STAT2S_SDA - Exercise Using SDA to Explore Measures of Central Tendency and Dispersion

Author:   Ed Nelson
Department of Sociology M/S SS97
California State University, Fresno
Fresno, CA 93740
Email:  ednelson@csufresno.edu

Note to the Instructor: This exercise uses the 2014 General Social Survey (GSS) and SDA to explore central tendency and dispersion.  SDA (Survey Documentation and Analysis) is an online statistical package written by the Survey Methods Program at UC Berkeley and is available without cost wherever one has an internet connection.  The 2014 Cumulative Data File (1972 to 2014) is also available without cost by clicking here.  For this exercise we will only be using the 2014 General Social Survey.  A weight variable is automatically applied to the data set so it better represents the population from which the sample was selected.  You have permission to use this exercise and to revise it to fit your needs.  Please send a copy of any revision to the author. Included with this exercise (as separate files) are more detailed notes to the instructors and the exercise itself.  Please contact the author for additional information.

I’m attaching the following files.

Goals of Exercise

The goal of this exercise is to explore measures of central tendency (mode, median, and mean) and dispersion (range, standard deviation, and variance). The exercise also gives you practice in using FREQUENCIES in SDA.

Part I – Measures of Central Tendency

Data analysis always starts with describing variables one-at-a-time.  Sometimes this is referred to as univariate (one-variable) analysis.  Central tendency refers to the center of the distribution.

There are three commonly used measures of central tendency – the mode, median, and mean of a distribution.  The mode is the most common value or values in a distribution.[1] 

The median is the middle value of a distribution.[2] The mean is the sum of all the values divided by the number of values.

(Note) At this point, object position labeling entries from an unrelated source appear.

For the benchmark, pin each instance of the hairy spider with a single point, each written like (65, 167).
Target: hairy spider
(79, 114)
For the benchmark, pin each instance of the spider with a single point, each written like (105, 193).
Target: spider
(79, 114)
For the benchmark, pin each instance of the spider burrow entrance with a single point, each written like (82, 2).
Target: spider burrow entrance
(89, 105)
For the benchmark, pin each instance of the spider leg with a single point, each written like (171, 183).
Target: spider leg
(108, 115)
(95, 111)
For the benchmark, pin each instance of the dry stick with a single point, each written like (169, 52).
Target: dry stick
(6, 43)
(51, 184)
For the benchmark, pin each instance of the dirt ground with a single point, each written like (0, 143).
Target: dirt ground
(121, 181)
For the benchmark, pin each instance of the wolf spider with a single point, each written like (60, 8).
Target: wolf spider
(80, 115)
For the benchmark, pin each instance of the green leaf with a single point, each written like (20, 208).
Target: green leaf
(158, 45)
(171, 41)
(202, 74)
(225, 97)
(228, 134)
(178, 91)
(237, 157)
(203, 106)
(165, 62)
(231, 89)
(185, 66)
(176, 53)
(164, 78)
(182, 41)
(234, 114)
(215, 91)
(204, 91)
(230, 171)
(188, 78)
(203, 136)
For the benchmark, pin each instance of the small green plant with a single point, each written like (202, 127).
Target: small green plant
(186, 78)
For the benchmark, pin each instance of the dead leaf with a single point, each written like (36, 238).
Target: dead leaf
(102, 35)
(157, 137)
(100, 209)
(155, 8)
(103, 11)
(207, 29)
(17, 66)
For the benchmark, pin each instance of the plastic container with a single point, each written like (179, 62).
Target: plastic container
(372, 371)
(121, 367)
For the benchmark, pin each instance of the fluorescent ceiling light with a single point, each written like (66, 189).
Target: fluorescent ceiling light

We’re going to use the General Social Survey (GSS) for this exercise.  The GSS is a national probability sample of adults in the United States conducted by the National Opinion Research Center (NORC).  The GSS started in 1972 and has been an annual or biannual survey ever since. For this exercise we’re going to use the 2014 GSS.  To access the GSS cumulative data file in SDA format click here.  The cumulative data file contains all the data from each GSS survey conducted from 1972 through 2014.  We want to use only the data that was collected in 2014.  To select out the 2014 data, enter year(2014) in the Selection Filter(s) box.  Your screen should look like Figure 1-1.  This tells SDA to select out the 2014 data from the cumulative file.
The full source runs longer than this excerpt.